Let d1 = data[state==0] and d2 = data[state==1], then var(d1$pref) = 0.26, var(d2$pref)= 0.26 and var(d$pref)= 0.256 (using R and one of your dataframes), so the intuition is that knowing the state does not give information about the preferences of the voters, so this suggests that any model based on state should give poor results and so having R^2=1 is not a big paradox in this case.

There must be a formula to compute R^2 from variances both among states and inside states but anyway, when the variances inside any state are bigger that the total variance that should imply that the feature that divides the population in groups is of little value for prediction so it should have a small R^2 value.

kgwgk · 2024-07-04T14:30:32

That seems more or less what I said in the comment you replied to: the prediction of individual votes remains quite bad even if the state is taken into account. That's why the relative reduction in MSE is low. That's why the R² is low. I don't think there is any paradox.

I was replying to someone who claimed that "R2 is not the correct measure to use. This article is a perfect example of the principle that simply doing math and getting results is not necessarily meaningful." I've not seen any comment from anyone getting "different results" with a different measure.

Edit: You used var(...) which includes a factor N/N-1 and doesn't give exactly the total sum of squares.

The example dataframe contains 40 observations (20 per state) and you get higher variance estimate for the subsamples than for the aggregate sample but if you put toghether a few copies of the data (for example doing "data <- rbind(data, data, data, data, data)") even the adjusted (unbiased) estimator of the variance is lower for the states.

You can calculate the "exact" values yourself doing (x-mean(x))^2 or undoing the adjustment:

  > var(data$pref)*39/40
  [1] 0.25
  > var(data[data$state==0, "pref"])*19/20
  [1] 0.2475
  > var(data[data$state==1, "pref"])*19/20
  [1] 0.2475

> when the variances inside any state are bigger that the total variance

They are not.
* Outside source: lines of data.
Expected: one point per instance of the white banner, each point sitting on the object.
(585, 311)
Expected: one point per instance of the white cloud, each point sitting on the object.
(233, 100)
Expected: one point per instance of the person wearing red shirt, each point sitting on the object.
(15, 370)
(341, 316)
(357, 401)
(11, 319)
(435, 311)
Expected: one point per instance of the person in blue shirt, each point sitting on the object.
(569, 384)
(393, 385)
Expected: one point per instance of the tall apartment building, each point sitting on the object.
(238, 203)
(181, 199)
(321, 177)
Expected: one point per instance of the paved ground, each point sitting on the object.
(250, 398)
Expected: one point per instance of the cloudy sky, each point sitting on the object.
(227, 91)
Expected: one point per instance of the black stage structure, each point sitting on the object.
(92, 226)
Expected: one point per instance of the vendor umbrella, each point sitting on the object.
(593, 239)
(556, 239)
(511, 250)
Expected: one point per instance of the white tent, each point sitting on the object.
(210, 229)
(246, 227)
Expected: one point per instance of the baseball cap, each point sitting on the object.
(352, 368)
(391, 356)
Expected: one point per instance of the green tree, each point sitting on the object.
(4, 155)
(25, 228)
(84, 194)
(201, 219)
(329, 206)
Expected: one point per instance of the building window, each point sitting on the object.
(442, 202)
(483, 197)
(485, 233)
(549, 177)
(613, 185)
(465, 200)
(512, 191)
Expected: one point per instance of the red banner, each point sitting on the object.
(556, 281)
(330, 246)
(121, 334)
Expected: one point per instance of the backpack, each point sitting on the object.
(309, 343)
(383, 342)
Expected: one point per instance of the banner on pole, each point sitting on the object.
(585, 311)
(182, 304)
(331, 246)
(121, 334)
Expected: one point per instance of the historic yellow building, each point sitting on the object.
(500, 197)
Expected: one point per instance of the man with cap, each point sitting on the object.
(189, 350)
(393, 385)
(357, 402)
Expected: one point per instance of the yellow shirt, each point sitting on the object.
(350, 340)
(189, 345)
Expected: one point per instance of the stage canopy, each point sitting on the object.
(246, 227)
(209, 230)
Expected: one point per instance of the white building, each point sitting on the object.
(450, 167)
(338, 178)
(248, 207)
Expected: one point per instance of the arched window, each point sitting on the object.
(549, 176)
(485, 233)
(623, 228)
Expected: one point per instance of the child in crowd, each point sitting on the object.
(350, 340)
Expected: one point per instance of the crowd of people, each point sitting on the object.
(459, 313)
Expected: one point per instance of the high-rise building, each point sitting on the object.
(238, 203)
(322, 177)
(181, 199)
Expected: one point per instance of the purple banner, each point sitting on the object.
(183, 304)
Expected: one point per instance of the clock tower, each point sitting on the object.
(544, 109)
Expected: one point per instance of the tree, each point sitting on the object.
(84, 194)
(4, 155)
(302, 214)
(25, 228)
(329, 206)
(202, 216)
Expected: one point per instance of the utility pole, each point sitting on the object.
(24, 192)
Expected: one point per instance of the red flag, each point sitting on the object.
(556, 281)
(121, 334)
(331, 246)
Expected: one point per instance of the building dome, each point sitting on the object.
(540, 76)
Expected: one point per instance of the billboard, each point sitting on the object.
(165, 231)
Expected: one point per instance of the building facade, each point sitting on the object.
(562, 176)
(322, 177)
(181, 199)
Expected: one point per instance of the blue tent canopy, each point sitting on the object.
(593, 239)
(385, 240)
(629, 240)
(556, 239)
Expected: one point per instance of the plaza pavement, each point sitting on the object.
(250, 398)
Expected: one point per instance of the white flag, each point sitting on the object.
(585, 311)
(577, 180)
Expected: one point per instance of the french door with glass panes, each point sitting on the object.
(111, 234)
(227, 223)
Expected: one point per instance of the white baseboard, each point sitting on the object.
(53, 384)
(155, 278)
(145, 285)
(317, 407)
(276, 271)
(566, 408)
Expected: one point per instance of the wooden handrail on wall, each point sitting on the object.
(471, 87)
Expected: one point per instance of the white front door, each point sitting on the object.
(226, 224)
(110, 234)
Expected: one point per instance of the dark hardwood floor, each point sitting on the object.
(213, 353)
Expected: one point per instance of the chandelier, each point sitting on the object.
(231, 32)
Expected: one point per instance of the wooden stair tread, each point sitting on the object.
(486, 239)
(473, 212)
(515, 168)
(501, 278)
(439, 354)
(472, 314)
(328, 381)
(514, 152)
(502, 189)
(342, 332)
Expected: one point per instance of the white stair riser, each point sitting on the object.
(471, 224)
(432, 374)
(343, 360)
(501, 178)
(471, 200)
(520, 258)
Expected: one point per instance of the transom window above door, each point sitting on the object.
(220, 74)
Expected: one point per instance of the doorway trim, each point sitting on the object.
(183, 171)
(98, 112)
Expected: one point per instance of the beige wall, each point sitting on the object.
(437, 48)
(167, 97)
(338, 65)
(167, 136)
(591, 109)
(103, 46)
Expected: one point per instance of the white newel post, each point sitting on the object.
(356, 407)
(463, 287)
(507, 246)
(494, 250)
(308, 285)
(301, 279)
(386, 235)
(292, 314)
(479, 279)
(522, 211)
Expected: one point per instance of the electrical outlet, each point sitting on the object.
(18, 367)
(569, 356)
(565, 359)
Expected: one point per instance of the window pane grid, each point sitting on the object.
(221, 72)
But you're right in that a small difference shows that dividing the population in groups is of little value for prediction and that's why the R^2 value is small.

justk · 2024-07-04T15:18:03

The correcting factor n/(n-1) in R is what explains my paradox about the law of total variance Var(Y) = E(var(Y|X)) + Var(E(X|Y)), I was obtaining result that don't match this formula because I corrected all the variances with the factor 20/19 but the total variance should have the factor 40/39 just like you pointed. Thanks for the comments and the correction.

I just added another comment that relates analysis of variance to this post to show that there is no real paradox here.

Finally, the formula for the total variance above is related to my intuition that having some information (having the data for each state) should make the means of the variances in each group smaller that the total variance, because variance is related to lack of information. But analysis of variance suggests (see other comment of mine) that the state factor is not representative because the high variance in each group (each state) and the low difference between the groups means and the total mean.